I'm about to buy a Delta 44 or maybe a 66, it depends on the digital I/O.

could somebody explain to me where for I could use digital I/O :)
 
Digital i/o?
The 66 has the s/pdif standard of digital i/o on rca coax connectors. It does not have the optical (lightpipe/ Toslink/ ADAT) form. The Delta s/pdif carries a normal stereo signal, but it can be used as 2 mono channels in your recording software.

Certain equipment have digital outs - Standalone mulitrack recorders, effects units, amp modellers etc. You can record the s/pdif input seperately so if you do have or get something with s/pdif coax output, you can avoid an analog conversion when recording it.
The s/pdif is an extra stereo channel, so you can actually record 6 tracks at once when using it.
The output could be used to feed studio monitors with digital inputs.
S/pdif output can also carry an AC3 surround sound channel for feeding to an external surround decoder box and speakers.

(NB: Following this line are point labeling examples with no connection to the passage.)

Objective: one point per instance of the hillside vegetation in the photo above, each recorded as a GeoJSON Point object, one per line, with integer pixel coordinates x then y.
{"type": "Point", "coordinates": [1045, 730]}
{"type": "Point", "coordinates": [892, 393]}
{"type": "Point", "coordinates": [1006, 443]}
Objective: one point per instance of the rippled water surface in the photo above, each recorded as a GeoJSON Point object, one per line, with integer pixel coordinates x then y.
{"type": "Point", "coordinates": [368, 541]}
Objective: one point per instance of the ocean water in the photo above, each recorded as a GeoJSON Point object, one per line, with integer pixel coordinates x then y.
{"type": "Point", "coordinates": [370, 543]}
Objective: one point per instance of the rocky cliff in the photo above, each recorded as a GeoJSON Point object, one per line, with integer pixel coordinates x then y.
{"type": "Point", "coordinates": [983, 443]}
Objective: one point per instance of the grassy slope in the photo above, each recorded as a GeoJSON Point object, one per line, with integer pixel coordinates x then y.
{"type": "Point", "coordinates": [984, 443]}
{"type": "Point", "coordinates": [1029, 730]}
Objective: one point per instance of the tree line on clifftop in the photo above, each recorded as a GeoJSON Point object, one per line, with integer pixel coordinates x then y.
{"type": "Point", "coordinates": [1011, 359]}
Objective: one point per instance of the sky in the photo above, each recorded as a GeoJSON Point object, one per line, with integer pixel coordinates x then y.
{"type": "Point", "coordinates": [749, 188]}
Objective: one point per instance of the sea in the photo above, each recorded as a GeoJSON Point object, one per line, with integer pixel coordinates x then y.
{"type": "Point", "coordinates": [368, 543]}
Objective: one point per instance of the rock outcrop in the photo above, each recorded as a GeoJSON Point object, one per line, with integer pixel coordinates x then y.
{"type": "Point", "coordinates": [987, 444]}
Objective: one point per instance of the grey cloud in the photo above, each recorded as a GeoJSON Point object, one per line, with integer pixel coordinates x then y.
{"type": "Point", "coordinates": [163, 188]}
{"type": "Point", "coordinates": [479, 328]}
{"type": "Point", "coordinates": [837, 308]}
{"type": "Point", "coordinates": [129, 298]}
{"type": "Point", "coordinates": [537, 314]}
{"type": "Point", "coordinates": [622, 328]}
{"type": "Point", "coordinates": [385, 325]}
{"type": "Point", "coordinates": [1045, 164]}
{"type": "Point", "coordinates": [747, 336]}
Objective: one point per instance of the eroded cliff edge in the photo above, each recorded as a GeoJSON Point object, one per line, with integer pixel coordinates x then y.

If you want an extra soundcard later, the second card can have its timing slaved to the first by linking the s/pdif. This makes the two cards act as one and ensures tracks split across the cards channels stay in time with each other. In fact, you can have up to 4 Delta cards working this way, all controlled from the same driver. NOT THE 44 though!
... although, the drivers are supposed to have something called "kernal sync" to synchronise the 44's. Some have it working and some are suspicious. Have not tried it myself.

The one downside to using the s/pdif input is that the card has to be switched in its control panel application (known as the Delta Panel - this has all the card driver and hardware settings), to run at the incoming s/pdif sample-rate clock.
If the external unit only has 48Khz, then the recording project will have to be at 48Khz, as the analog converters on the card will also be using that external audio clock.